Why are deep learning technologists so overconfident?

Deep learning researchers have proved skeptics wrong before, but the past doesn't predict the future.

and

Aug 31, 2022

Deep learning researchers have been predicting for a while that the technology will make various professions obsolete and that self-driving cars are imminent. We’re still waiting. Some have even claimed that they are nearing artificial general intelligence, or AI capable of equalling or exceeding human performance at all tasks.

Hype is nothing new to machine learning, but this wave seems different. Billions of dollars in funding have been allocated based on this hype, and it has led to a massive amount of public confusion (which motivated our book).
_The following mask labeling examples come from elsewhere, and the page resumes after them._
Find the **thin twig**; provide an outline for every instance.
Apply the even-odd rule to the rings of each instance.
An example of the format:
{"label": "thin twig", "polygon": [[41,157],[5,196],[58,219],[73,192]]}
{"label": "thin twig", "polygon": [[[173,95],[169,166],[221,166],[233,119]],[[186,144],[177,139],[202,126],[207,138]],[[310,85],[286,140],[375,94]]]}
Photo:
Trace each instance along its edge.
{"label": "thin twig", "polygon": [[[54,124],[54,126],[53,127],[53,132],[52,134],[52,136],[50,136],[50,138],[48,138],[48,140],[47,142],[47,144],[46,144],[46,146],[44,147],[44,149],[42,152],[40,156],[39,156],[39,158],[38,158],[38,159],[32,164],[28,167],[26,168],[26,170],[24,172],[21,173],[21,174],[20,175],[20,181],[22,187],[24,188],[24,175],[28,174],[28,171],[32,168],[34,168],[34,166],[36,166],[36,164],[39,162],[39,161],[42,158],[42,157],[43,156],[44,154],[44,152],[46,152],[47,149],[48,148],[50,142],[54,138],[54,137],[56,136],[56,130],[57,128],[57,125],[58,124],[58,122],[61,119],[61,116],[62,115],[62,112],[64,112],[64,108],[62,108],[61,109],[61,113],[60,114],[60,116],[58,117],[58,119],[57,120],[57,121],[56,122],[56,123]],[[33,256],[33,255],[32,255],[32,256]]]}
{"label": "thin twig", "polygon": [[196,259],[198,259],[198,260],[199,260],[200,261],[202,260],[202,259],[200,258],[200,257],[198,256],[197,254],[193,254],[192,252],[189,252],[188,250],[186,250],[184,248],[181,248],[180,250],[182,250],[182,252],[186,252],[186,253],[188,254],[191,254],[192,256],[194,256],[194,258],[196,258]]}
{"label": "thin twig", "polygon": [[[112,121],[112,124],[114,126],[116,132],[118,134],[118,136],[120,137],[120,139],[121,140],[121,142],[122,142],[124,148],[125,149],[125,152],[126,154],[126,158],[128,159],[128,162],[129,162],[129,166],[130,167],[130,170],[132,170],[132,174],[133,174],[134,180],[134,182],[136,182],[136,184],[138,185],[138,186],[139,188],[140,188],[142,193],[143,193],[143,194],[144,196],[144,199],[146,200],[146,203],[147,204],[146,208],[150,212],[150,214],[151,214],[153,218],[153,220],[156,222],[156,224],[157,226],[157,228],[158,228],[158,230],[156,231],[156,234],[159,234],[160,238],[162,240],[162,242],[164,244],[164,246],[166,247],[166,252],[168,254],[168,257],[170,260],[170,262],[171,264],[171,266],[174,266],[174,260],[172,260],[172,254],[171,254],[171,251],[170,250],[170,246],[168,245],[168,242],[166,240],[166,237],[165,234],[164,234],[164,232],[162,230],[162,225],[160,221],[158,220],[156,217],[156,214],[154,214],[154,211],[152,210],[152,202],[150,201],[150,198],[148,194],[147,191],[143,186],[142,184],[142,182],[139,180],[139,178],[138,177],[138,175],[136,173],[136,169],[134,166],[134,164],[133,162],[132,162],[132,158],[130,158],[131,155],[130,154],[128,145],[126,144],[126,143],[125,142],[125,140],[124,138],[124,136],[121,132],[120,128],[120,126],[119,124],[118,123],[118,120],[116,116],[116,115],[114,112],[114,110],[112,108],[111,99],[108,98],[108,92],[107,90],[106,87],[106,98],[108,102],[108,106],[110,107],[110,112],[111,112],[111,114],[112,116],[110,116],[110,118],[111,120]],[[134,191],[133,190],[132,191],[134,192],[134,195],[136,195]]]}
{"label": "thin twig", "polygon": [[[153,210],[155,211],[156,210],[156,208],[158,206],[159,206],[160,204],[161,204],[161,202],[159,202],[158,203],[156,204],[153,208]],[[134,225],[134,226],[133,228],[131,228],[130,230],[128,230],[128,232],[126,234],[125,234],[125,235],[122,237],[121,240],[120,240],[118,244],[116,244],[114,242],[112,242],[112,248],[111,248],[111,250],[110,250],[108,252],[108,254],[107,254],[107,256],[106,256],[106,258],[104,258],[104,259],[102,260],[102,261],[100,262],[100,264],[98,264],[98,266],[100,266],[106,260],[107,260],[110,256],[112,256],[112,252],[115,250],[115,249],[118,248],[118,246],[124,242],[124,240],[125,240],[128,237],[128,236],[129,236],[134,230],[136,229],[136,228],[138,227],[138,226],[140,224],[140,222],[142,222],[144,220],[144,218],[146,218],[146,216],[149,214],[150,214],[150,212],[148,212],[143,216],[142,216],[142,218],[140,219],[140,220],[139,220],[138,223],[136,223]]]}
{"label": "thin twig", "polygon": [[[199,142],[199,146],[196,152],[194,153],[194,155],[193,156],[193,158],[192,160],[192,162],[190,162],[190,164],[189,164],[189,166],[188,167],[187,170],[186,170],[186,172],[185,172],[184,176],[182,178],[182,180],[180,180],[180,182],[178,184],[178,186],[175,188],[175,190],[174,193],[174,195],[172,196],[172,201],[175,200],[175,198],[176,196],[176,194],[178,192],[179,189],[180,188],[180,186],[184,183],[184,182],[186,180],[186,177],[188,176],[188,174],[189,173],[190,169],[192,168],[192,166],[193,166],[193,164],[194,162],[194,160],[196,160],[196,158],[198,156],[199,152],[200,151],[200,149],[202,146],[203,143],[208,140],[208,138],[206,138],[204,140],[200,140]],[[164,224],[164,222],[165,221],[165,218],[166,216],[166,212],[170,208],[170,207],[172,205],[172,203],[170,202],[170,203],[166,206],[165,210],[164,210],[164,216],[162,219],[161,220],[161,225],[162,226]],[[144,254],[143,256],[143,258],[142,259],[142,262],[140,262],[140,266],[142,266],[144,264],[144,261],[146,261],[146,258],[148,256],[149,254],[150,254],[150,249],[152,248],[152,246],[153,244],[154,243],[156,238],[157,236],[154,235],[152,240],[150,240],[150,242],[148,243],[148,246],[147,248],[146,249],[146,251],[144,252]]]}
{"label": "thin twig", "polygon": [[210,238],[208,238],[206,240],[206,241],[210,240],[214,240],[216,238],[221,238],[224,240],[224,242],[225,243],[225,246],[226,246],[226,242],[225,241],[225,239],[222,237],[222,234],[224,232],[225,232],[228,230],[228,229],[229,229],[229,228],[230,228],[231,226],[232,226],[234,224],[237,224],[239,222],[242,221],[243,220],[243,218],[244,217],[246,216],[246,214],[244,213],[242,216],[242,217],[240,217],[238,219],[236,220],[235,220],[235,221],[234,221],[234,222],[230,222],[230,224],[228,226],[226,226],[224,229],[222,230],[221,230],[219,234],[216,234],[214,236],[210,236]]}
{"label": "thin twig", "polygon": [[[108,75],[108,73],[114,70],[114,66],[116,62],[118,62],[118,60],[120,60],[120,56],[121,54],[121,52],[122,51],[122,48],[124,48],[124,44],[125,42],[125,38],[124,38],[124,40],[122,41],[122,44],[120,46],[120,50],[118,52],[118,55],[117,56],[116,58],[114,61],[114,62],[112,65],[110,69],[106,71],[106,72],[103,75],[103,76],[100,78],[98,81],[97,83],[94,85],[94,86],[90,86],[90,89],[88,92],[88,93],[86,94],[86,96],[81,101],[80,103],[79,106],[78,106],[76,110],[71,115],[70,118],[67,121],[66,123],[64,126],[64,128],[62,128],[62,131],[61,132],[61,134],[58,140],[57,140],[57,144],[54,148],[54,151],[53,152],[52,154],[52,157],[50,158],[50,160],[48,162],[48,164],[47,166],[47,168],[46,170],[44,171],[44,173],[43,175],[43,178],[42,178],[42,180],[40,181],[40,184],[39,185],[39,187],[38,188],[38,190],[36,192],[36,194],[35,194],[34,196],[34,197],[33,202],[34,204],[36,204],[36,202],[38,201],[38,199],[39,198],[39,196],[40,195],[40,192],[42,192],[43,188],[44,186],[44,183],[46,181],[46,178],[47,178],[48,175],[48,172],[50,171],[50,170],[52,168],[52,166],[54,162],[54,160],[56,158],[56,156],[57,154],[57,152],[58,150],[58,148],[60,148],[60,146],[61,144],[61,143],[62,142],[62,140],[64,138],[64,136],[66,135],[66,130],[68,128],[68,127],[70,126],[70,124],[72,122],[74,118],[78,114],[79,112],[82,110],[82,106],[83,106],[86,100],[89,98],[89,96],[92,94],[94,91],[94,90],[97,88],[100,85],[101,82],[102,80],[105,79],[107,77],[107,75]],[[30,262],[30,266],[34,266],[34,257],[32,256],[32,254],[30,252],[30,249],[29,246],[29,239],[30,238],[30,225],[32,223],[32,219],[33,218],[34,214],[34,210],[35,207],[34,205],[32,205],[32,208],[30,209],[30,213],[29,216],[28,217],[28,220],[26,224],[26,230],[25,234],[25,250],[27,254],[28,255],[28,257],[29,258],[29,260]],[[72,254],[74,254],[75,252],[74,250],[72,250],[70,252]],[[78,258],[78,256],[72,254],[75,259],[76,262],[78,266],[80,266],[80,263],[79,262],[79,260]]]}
Obviously, there are self-serving reasons for any field to hype itself. But that doesn’t explain all of it, and many deep learning people genuinely believe their overconfident predictions. We think there are a few cultural and historical reasons for this. We hope that understanding those reasons will help you resist the hype and push back the next time you meet a true believer of deep learning — while still acknowledging that it works well in a limited set of domains and tasks.

The dogma that all problems are the same

Every scientific field has a central dogma: a core belief that binds the group together and gives it its identity. The central dogma of deep learning is that the only thing you need in order to solve a new type of learning problem is to collect training examples (such as images and their corresponding descriptions). The thinking is that you can use the same generic neural architectures and training algorithms that have worked for other problems in the past.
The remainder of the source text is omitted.